Sunday, January 12, 2014
Old Music Sunday
Yeah, pumping while driving has been a lifesaver for our mobility.
Now, most every Sunday we go out to museums and look at art, or other interesting stuff. Hannah's become a fan of Picasso. She likes the bright colors and strong lines.
Today we went to the California Science Center, and I've discovered that Hannah digs science. I wasn't sure how much she'd enjoy it, given that she couldn't play with the exhibits yet, but she officially loved it. I had to carry her around the entire time, while pushing the stroller, because any time I put her down and she couldn't see, she screamed at me. She enjoyed all the bright lights, and I think she liked watching the big kids play with things like building arches, or making vibrations. I can't wait to go back with her when she's a little older and can interact with things. So my kid might be a scientist. Who knew?
Along the drive we listened to the new album by The Hilliard Ensemble, Il Cor Tristo. The Hilliard Ensemble was started in the mid-70's, and their work is generally really scholarly and keeping to the original as much as possible. They don't go in for a lot of hokey crowd-pleasers like some early music groups/a capella ensembles (who shall remain nameless) (yeah, I'm looking at you King's Singers) (but I still love you. It makes you accessible) (like, to dimwitted teenagers like I was) (plus, you're all so cute).

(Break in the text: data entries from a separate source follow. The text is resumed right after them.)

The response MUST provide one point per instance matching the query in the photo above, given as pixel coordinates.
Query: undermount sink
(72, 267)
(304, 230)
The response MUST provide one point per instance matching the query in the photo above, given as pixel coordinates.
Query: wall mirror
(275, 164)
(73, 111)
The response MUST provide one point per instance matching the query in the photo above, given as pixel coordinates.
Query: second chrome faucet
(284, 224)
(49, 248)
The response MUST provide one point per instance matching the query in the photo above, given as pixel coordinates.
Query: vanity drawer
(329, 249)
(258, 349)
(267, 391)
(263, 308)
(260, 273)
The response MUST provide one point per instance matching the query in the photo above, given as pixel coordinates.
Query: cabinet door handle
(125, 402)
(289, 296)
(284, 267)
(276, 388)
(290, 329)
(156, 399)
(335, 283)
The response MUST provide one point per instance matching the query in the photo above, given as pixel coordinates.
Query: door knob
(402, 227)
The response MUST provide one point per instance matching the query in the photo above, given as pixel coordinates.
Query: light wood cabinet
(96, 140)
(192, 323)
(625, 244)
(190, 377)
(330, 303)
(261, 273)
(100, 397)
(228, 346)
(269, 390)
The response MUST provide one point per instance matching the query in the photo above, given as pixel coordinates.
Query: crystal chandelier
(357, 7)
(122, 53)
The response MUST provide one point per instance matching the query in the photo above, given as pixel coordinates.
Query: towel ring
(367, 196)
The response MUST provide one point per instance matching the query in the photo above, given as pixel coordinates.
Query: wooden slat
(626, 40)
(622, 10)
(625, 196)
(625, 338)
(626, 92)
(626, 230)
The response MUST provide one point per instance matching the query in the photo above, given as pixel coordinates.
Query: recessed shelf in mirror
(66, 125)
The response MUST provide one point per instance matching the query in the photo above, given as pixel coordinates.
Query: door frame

Anyway, this album features Jacques Arcadelt (a prolific madrigal composer) and Bernardo Pisano (who, outside of being a composer, is notable because he was very unlucky politically - he was accused of being a spy for the papacy and tortured), both setting the poetry of Petrarch to music. Something that kind of blows my mind is that when this music was being composed, Petrarch was already close to 150 years old. I tend to lump things together as "the past" and just think, "oh, it was all medieval" yada yada. But Petrarch was already historical when these composers were setting his poetry to music. That kind of blows my mind.
The album also features some Dante set by a contemporary composer, Roger Marsh. The juxtaposition of the ancient music with contemporary works well.